14. The method of claim 12, wherein the antisense oligonucleotide comprises a locked nucleic acid, and the locked nucleic acid comprises locked deoxythymidine (+T).

15. The method of claim 12, wherein the poly(A) site identifies the 3′ end of the poly(A)+ RNA in the reference.

16. The method of claim 12 wherein the protection region (PR) of the chimeric oligonucleotide (“CO”) consists of alternating locked/unlocked deoxythymidines.

17. A method to analyze gene expression, the method comprising:

a. obtaining a solution of nucleic acids containing poly(A) sequences;

b. fragmenting said nucleic acids to provide a solution of fragmented nucleic acids;

c. reacting said solution of fragmented nucleic acids with a chimeric oligonucleotide to provide a solution of nucleic acids annealed to the chimeric oligonucleotide and nucleic acids that are not annealed to the chimeric oligonucleotide,

wherein the chimeric oligonucleotide consists of a protection region (“PR”) and a digestion region (“DR”);

wherein the DR consists of between 5 to 50 deoxythymidines; and

wherein the overall orientation of the CO is 5′-DR-PR-3′;

d. removing nucleic acids having short poly (A) sequences with a stringent wash to provide a solution of nucleic acids having long poly (A) sequences annealed to the oligonucleotide;

e. contacting said solution of nucleic acids annealed to said oligonucleotide with an enzyme, wherein said enzyme releases nucleic acids from said oligonucleotide;

f. separating said released nucleic acids to provide a solution of isolated nucleic acids;

g. contacting said solution of purified nucleic acids with a kinase to provide a solution of 5′ phosphorylated nucleic acids;

h. contacting said solution of 5′ phosphorylated nucleic acids with a 3′ adapter, a 5′ adapter, and ligases suitable for ligating said adapters to the 3′ and 5′ ends of the nucleic acids to provide a solution of ligated nucleic acids;

i. contacting said solution with a reverse transcriptase to provide cDNA corresponding to said ligated nucleic acids;

j. amplifying said cDNA corresponding to said ligated nucleic acids by polymerase chain reaction to provide amplified nucleic acids;

k. sequencing said amplified nucleic acids;

l. comparing the sequences of said nucleic acids to the sequence of a reference gene;

m. determining polyadenylation sites in the gene; and

n. calculating the relative abundance of the poly(A)+ RNA to determine a gene expression profile.

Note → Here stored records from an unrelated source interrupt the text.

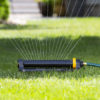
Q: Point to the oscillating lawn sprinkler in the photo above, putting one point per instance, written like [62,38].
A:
[49,65]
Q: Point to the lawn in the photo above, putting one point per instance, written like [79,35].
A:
[50,39]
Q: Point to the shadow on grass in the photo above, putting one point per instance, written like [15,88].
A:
[48,48]
[27,27]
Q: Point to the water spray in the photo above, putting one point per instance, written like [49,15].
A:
[49,65]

18. The method of claim 17, further comprising recording in a computer-readable form detection data indicative of detection of poly (A) sites in a gene.

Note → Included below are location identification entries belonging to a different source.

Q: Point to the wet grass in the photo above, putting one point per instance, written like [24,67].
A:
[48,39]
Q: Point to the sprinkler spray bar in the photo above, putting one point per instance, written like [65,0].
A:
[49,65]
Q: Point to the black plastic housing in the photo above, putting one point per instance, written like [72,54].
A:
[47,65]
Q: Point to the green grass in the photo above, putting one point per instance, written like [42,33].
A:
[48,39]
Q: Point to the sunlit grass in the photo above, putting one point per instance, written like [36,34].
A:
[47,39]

19. The method of claim 17, wherein said at least one nucleic acid containing a long poly (A) sequence has more than 15 contiguous adenine nucleotides.

20. The method of claim 17, wherein said fragmenting said nucleic acids step comprises fragmenting said nucleic acids with a metal base or a metal ion solution or RNase III, or a combination thereof.